The primary objective of rider surveys is to produce a dataset that is a reflection of the real world. Accurate surveys are vital in transit planning and forecasting. Long-standing tradition states that a 10% sample of boardings provides statistically accurate results. While statistical theory implies that this overall sampling rate is valid, ample empirical evidence leads one to reject this tradition. The Federal Transit Administration (FTA) recently led a research project that analyzed the sampling rates of two recent rail rider surveys. The results of this analysis may provide insight to how practitioners should approach sampling and determine sampling rates.

The FTA and its team applied the sample size formula with the finite population correction factor to a recent Washington, DC, rail rider survey. The formula was applied to a situation where the objective is to produce accurate estimate of flows by income group. It was applied to one high-volume and one low-volume station given three different assumptions:

1. Accurate information on flows is available, but no prior income distribution Information is available,

2. Accurate information on flows is available, but prior income distribution Information is available, and

3. Accurate information on flows is available, prior income distribution Information is available, and pre-survey screening is employed to avoid over-sampling populations.

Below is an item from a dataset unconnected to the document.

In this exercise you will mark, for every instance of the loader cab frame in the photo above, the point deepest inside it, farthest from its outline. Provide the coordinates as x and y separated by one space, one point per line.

Each assumption represented an individual “case study”. For each case study, FTA and its team examined the actual statistical accuracy achieved by the survey for income groups by each station-to-station group movements. The team then computed an optimal sample size given confidence interval and ridership constraints. By comparing the actual versus optimal sample sizes, the team was able to draw valuable insights into current survey practices and how they affect statistical accuracies of the results.